L.S.
OK. I'm a little older ... 45 to be exact, so I have a little different opinion about this. When I was a new mom, I felt exactly the same way as you do now. My in-laws lived nearby and they babysat a lot. They did lots of things that irritated me. I didn't like the way my MIL held my sons, for instance. She never held them close to her body, but kind of laid them in her lap and put her hands behind their heads. She gave them foods I didn't give them, they let them watch more t.v. than I did, put them down for naps at different times and in different ways than I did. And my father-in-law gave them bubble gum all the time, even when they were 2 years old!
So here's my take on it now that my sons are nearly 19 and 17 years old. When I was a new mom, my parents' generation had their own ideas about raising kids. They gave us cereal when we were 2 months old, held us in their laps when they drove us places, and never heard of a bike helmet. Times changed, we learned more about safety and nutrition, and we did things differently. Well, the same pattern continues. When I was raising my kids, we had no problems with giving babies juice at 10 months. I'm not saying it's a good thing to give babies juice. But, perhaps your mother-in-law just remembers how she did things and knows that her kids turned out fine.
I'd also say, don't freak about so much about things that your in-laws do that are different. Certainly do stand up for really big important things, like car seats and smoking. But when it comes to the things they feed your baby, just be patient and explain what you've learned. And know that she will probably say something like, "Well, we never did it that way." And also know, that if they do some things different from you, don't fret about it so much. They may not know your child the way you do, know all of your baby's likes and dislikes, but they love their grandchild very much. If you can relax a little, you can give your child a very special gift by fostering a wonderful relationship with her grandparents.

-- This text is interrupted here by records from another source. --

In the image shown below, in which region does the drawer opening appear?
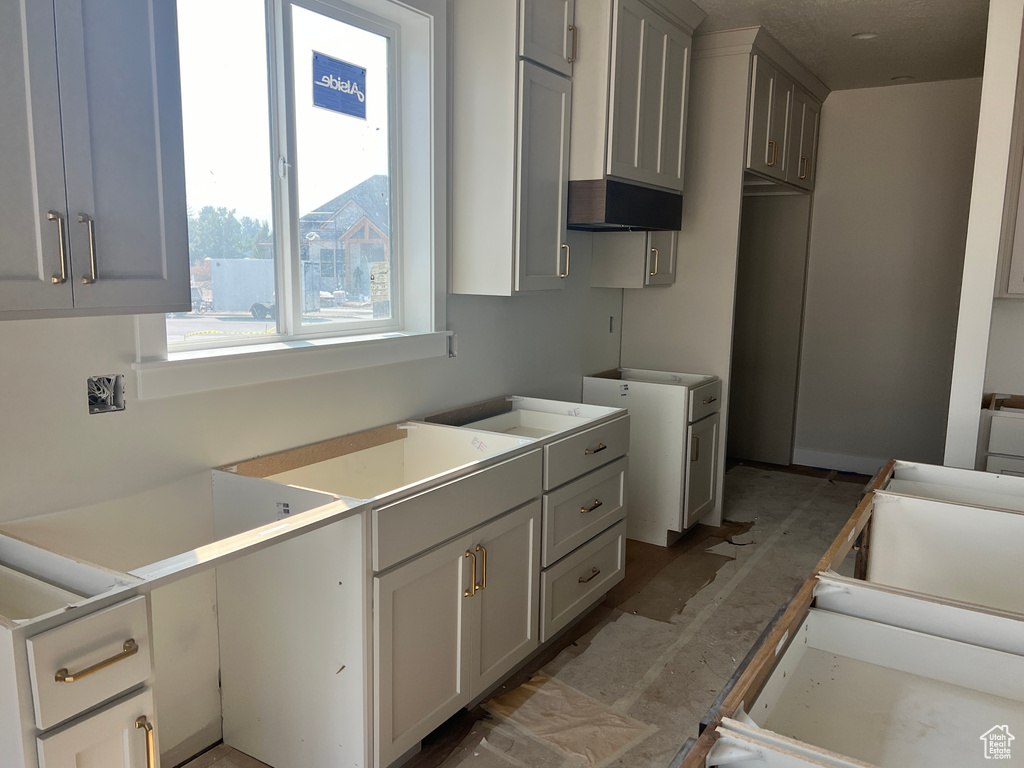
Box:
[747,608,1024,767]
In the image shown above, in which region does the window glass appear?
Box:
[291,5,393,327]
[171,0,278,345]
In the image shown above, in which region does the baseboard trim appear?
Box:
[791,448,889,476]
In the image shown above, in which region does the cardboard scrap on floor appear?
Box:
[485,674,655,767]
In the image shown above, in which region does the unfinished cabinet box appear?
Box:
[584,369,721,545]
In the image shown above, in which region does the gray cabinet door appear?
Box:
[0,2,74,312]
[520,0,576,76]
[55,0,189,313]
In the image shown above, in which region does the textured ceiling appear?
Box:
[692,0,989,91]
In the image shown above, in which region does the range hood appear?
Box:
[567,179,683,232]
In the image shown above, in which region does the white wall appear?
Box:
[793,79,981,474]
[0,231,619,524]
[946,0,1024,467]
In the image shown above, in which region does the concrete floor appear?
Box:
[181,463,866,768]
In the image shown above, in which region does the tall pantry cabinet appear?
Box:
[0,0,190,318]
[450,1,575,295]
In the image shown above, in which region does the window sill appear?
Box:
[132,330,452,400]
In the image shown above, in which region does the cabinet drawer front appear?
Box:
[544,416,630,490]
[373,450,542,571]
[37,686,155,768]
[989,415,1024,457]
[986,453,1024,476]
[27,595,151,732]
[543,457,627,566]
[540,520,626,642]
[688,379,722,422]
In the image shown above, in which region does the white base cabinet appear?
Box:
[375,501,540,768]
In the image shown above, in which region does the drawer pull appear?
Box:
[464,550,477,597]
[649,247,659,276]
[585,443,607,456]
[691,435,700,462]
[78,213,98,285]
[581,499,603,514]
[702,396,717,405]
[135,716,155,768]
[568,24,578,63]
[47,211,68,285]
[559,243,571,278]
[475,544,487,590]
[767,139,778,167]
[579,567,601,584]
[54,638,139,683]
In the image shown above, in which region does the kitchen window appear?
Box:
[134,0,447,398]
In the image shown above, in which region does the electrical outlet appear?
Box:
[87,374,125,414]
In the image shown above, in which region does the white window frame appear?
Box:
[133,0,447,399]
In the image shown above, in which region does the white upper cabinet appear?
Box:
[788,87,820,190]
[451,0,573,295]
[570,0,703,194]
[0,0,189,318]
[747,55,794,183]
[520,0,577,76]
[607,0,691,191]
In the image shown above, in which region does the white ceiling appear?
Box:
[692,0,989,91]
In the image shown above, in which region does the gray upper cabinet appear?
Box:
[747,54,794,183]
[0,0,189,318]
[520,0,576,76]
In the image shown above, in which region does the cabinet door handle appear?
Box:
[135,716,156,768]
[568,24,578,63]
[584,442,607,455]
[581,499,603,514]
[702,396,717,405]
[78,213,98,285]
[559,243,570,278]
[47,211,69,285]
[800,156,809,180]
[464,550,477,597]
[54,638,139,683]
[474,544,487,590]
[649,248,659,276]
[691,435,700,462]
[578,567,600,584]
[767,140,778,168]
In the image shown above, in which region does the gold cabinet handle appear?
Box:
[579,567,600,584]
[800,156,809,180]
[581,499,603,514]
[559,243,570,278]
[702,396,717,405]
[568,24,578,63]
[78,213,98,285]
[691,435,700,462]
[474,544,487,590]
[464,550,477,597]
[135,716,155,768]
[47,211,68,285]
[54,638,139,683]
[584,443,607,455]
[649,247,659,276]
[767,140,778,168]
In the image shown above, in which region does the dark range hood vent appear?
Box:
[567,179,682,232]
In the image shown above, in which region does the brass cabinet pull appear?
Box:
[54,638,139,683]
[702,396,717,405]
[800,156,809,180]
[691,435,700,462]
[581,499,603,514]
[649,247,659,276]
[474,544,487,590]
[47,211,68,285]
[579,567,600,584]
[584,443,607,456]
[135,716,155,768]
[78,213,98,285]
[568,24,578,63]
[767,140,778,167]
[559,243,570,278]
[464,550,477,597]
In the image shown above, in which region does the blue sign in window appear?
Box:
[312,51,366,119]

You know how I said my father-in-law gave my boys bubble gum all the time? Well, I was not at all pleased about that when they were 2 (and I still would not be pleased about bubble gum for a toddler). He died just this past November. My boys loved their pop-pop and they had the great blessing of being with him in the hospital at the very moment that he died. At his funeral, the boys placed some bubble gum in Pop-pop's casket before it was closed. That's when I realized that all those times that I fretted over their dental health just didn't compare to the relationship with their grandfather. To them, Pop-pop always having gum in his pocket for them, even when they were teenagers, was a special touchpoint in their relationship with him.
So try to be patient over the little things. Save the battles for things that really come down to safety and life-threatening health issues. And give your daughter the gift of her grandparents.